I’m curious about this, how does this work on HTTPS connections? Surely the mobile operators wouldn’t be able to unscramble the data to add a header into the request?


(Tom ) #22

This happened to me. It was a real battle to get O2 to refund me for something I never asked for and didn’t ever put my details in any form for.

I’ve now blocked this kind of thing entirely from my O2 account.


#23

It is very unlikely to be legal but also very hard to prosecute someone


(Jonathon) #24

Surely the mobile operators have to be involved in it though? For the companies to have access to my number?


#25

It is possible the ad was able to skim some kind of meta data which included your number somewhere.

There was an issue a few years ago with autofill data being skimmed but I believe Google were very quick to solve this and as I said it was a few years ago if not more


(Jonathon) #26

Ugh. I hate this kind of stuff. It’s practically theft.


#27

They probably don’t need to; the scheme (hypothetically) might require the participating websites to be served over HTTP.

That being said, if they wanted to, they could proxy your HTTPS traffic. Many network providers have their root certificates in the trust stores of popular OSes, and have them preinstalled on the phones they sell.

(If you’re super interested, there’s an interesting paper on Android’s trust store: http://www.cs.umd.edu/class/spring2017/cmsc818O/papers/tangled-mass.pdf. It’s from 2014, and much has changed since then, but it’s an interesting read all the same)


(Andre Borie) #28

A popup can’t gain access to your phone number, no web browsing could accomplish that.

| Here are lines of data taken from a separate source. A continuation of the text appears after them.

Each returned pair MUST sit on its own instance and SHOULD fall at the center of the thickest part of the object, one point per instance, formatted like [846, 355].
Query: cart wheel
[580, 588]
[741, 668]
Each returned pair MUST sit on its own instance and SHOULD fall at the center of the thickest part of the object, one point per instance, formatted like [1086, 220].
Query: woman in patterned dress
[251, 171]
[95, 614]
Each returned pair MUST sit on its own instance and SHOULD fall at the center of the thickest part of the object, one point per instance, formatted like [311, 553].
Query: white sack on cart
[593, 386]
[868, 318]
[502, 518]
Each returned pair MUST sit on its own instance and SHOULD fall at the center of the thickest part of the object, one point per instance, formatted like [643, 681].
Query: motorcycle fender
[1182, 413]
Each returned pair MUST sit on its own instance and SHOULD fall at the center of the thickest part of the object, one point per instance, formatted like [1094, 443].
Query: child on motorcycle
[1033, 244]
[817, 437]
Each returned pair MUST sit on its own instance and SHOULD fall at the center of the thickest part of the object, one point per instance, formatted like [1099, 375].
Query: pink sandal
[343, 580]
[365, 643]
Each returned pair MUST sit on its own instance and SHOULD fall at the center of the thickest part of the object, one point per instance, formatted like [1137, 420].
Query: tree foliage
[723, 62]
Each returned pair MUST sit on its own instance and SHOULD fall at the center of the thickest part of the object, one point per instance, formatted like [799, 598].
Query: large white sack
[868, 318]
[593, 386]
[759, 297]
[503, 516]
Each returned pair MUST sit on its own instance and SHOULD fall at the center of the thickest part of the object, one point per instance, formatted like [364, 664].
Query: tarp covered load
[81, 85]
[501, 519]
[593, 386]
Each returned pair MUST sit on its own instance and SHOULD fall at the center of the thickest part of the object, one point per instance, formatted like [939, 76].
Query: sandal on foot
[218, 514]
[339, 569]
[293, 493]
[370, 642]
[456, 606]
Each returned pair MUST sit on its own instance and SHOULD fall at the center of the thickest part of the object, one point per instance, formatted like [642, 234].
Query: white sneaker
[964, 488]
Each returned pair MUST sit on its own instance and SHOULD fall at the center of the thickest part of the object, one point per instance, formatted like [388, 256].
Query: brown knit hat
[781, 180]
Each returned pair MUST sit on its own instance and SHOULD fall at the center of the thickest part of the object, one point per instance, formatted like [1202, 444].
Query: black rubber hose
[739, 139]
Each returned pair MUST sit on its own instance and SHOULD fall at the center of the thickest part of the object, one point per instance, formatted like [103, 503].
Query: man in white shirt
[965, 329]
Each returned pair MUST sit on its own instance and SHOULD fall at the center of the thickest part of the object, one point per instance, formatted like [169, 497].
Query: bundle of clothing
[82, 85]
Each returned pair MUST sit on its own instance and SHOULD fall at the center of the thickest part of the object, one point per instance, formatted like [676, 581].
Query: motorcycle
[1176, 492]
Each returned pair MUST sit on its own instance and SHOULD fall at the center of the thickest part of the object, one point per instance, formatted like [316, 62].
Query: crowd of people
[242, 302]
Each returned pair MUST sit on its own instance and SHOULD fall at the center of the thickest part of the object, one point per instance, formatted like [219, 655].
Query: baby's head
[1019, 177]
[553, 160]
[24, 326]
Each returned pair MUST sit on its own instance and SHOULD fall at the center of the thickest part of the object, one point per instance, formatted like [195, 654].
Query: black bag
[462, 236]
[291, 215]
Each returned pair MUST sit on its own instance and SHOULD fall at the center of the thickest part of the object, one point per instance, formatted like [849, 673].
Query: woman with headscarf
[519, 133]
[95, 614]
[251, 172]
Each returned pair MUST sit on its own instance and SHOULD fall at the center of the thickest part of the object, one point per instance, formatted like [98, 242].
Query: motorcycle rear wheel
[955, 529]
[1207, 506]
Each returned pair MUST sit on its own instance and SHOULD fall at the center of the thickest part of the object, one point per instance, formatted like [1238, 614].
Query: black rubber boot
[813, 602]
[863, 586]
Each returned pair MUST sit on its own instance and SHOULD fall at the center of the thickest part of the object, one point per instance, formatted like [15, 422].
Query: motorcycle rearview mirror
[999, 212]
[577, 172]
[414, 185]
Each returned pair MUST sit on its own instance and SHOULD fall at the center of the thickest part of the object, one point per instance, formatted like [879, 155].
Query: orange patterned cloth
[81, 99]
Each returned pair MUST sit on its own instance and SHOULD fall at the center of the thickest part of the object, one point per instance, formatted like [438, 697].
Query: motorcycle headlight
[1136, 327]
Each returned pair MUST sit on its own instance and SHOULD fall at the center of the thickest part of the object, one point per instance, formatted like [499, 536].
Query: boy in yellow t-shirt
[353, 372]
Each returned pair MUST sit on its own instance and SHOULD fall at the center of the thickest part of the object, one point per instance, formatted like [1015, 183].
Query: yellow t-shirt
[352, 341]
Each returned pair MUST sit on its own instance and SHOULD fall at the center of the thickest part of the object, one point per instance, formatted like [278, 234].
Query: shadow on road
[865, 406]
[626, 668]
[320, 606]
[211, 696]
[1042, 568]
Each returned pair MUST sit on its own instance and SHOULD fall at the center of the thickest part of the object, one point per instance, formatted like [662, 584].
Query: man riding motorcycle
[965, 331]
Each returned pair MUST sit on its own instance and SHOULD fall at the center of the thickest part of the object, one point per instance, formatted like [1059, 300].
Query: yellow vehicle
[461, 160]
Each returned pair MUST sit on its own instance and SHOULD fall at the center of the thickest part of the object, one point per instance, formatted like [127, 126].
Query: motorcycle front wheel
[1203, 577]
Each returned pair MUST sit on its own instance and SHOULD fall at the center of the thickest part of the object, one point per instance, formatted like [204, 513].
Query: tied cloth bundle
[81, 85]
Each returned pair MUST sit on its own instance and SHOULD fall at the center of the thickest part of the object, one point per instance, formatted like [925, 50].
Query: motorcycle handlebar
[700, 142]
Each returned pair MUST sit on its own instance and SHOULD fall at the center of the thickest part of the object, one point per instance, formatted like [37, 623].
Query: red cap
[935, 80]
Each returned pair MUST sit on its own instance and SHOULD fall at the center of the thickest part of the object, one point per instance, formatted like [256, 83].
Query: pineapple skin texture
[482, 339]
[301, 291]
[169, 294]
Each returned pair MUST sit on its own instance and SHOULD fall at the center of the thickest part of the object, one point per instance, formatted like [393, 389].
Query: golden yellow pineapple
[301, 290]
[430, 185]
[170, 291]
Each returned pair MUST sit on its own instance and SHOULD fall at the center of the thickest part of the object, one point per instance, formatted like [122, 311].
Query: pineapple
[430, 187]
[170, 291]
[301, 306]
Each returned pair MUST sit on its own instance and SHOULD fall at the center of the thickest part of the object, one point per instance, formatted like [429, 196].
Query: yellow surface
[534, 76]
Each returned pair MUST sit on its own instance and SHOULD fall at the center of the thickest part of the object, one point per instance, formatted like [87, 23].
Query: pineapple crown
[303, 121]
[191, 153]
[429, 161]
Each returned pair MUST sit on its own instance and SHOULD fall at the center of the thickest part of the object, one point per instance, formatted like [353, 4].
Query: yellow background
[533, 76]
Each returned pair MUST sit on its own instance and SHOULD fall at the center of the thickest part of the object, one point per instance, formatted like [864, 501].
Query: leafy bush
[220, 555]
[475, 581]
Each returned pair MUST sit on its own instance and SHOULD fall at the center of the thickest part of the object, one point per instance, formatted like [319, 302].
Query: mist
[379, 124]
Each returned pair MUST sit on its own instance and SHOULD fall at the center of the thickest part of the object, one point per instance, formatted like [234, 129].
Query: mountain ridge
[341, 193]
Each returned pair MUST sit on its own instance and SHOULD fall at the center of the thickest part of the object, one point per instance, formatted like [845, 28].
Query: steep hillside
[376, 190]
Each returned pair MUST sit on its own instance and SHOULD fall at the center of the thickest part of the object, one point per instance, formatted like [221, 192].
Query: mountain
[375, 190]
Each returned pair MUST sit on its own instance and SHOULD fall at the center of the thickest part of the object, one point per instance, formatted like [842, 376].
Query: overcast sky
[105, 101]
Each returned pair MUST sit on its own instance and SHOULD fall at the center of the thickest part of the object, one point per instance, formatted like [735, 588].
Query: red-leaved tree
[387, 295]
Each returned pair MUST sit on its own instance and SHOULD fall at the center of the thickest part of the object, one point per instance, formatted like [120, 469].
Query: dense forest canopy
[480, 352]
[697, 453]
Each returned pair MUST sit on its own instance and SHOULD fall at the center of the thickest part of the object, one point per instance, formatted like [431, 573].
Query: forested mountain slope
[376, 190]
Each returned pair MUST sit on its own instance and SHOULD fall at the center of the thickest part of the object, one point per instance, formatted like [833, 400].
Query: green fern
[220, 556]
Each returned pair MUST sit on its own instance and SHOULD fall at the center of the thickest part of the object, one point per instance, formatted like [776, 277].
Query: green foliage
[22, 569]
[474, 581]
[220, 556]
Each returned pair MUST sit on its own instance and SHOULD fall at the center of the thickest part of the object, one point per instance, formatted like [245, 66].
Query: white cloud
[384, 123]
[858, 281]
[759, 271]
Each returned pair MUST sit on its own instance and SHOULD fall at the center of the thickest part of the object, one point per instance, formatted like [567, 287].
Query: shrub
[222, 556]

It definitely can if the popup is one of the “partners” (partner in crime that is) of your carrier. Essentially they intercept HTTP traffic towards the partner and add a header containing your phone number. In some cases the way they do it isn’t even locked down to “partners” and anyone requesting a specific URL can get your number (ads and other stuff can exploit this).

This lovely contraption is called “WAP billing”, basically a way for companies scammers to deliver value foist expensive bullshit upon unsuspecting customers, all under the excuse that customers don’t feel safe passing out card details around and “WAP billing” is a better solution (although any legitimate service like Apple, Spotify, Netflix, etc doesn’t seem to have any issues taking card payments - I wonder why :thinking:).

Normally it’s supposed to be “safe” with the user having to explicitly opt-in, either through SMS (the user should send an SMS) or through a page on the carrier outside of the “partner”'s control. However security on those is often bad and I wouldn’t be surprised if the “partners” figured out a way (clickjacking? CSRF?) to fake a click on the opt-in page. The carriers don’t have any incentive to fix this either (good luck even reporting it to them - I’ve tried; had to get in touch with the ICO as none of the monkeys would escalate the matter to anyone competent) so it stays that way.